HARTFORD, CT — A group of local elected officials said Thursday that it is illegal for Democratic Gov. Dannel P. Malloy to shift about a third of the state’s contributions to the Teacher’s Retirement System to cities and towns.
“We didn’t create this problem,” Ridgefield First Selectman Rudy Marconi said. “… The problem is theirs today, not ours.”
David Grogins, an attorney with Cohen and Wolf, drafted an opinion that says the governor “cannot require municipalities to contribute” because state statute defines the allowable sources of funding.
He said the only allowable sources of funding are contributions from teachers, appropriations from the General Assembly, bond proceeds, and earnings from investments.
“It is clear in its mandate that these are the only funding sources,” Grogins said.
He opined that Malloy’s proposal also violates the 2008 bond covenant the state created to help address the unfunded pension liability. “Statute specifically states that the proceeds of the sale of these bonds must be used to reduce the unfunded liability of the TRS Fund,” Grogins wrote. “The Governor’s proposal circumvents the mechanisms set forth in the Statute to address unfunded liabilities of the TRS Fund.”
But the Malloy administration defended its proposal Thursday.
“We understand that some communities would prefer not to lose this generous hidden subsidy from the state, but it is discouraging that they would hide behind spurious legal arguments rather than directly stating their opposition to paying for their own teachers’ pensions,” Chris McClure, a spokesman for Malloy, said.
He said they believe the proposal doesn’t violate the bond covenant.

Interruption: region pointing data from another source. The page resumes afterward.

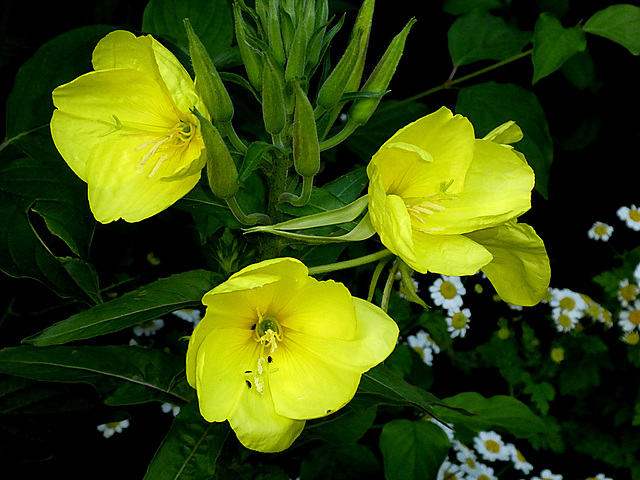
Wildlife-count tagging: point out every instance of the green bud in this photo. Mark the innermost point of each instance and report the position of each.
(221, 169)
(379, 80)
(251, 59)
(306, 150)
(274, 110)
(210, 86)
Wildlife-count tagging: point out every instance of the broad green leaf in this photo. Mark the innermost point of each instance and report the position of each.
(146, 303)
(553, 45)
(211, 20)
(491, 104)
(499, 412)
(618, 23)
(58, 61)
(190, 449)
(479, 35)
(413, 450)
(147, 374)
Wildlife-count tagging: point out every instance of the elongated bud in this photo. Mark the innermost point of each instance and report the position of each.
(306, 150)
(274, 110)
(251, 59)
(221, 169)
(336, 83)
(378, 81)
(210, 86)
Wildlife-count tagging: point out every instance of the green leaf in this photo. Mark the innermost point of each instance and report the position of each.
(491, 104)
(413, 450)
(498, 412)
(58, 61)
(479, 35)
(211, 21)
(618, 23)
(553, 45)
(146, 303)
(190, 449)
(147, 374)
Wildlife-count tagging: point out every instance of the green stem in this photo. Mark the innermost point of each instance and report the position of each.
(331, 267)
(450, 83)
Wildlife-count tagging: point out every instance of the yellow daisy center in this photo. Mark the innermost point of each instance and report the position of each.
(448, 290)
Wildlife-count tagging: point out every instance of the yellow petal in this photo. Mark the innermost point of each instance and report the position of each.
(520, 270)
(259, 427)
(454, 255)
(497, 188)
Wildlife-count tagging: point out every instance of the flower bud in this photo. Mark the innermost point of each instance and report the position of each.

“We stand by our assertion that requiring the towns to pay only 1/3rd of the cost for the pensions of their employees is not just the right thing to do for the state, but is not violative of the bond covenant,” McClure said. “The relevant portion of the covenant states ‘there shall be deemed appropriated from the General Fund of the state the amount equal to the annual required contribution to the fund for the Connecticut teachers’ retirement system,’ which is exactly what we have proposed. The covenant is silent as to source of revenue to fund that appropriation.”
Regardless of the legal arguments, local elected officials said Thursday that’s it’s a bad deal for taxpayers because it will drive up property taxes this year and in future budget years.
Coventry Town Manager John Elsesser said Coventry will be asked to contribute $1.3 million in 2018. That’s a 1.45 mill increase for Coventry taxpayers.
“That’s 3.1 percent of our total town budget,” Elsesser said.
In the next 14 years that will grow to 5.4 mills or 11.5 percent of the town’s budget, Elsesser said.
“This shift is huge to the property taxpayers in the state of Connecticut,” Elsesser said.
He said if anyone asked the best way to fund teacher pensions, “would anyone have said let’s put it on the property tax?”
Betsy Gara, executive director of the Council of Small Towns, said they’re hearing from lawmakers who are not in favor of Malloy’s proposal.
“We’re hearing this is a non-starter,” Gara said. “And it’s causing a lot of budget upheaval at the local level.”
She said they’re urging lawmakers to take it off the table. She said taking it off the table makes putting together local budgets more manageable.
Gara said she thinks if they understand the legal implications then they will realize it would be impossible to do in this budget cycle.
“When it’s in the mix it creates too much volatility at the local level,” Gara said.
However, rejecting it means finding another $407 million in spending cuts or new revenue.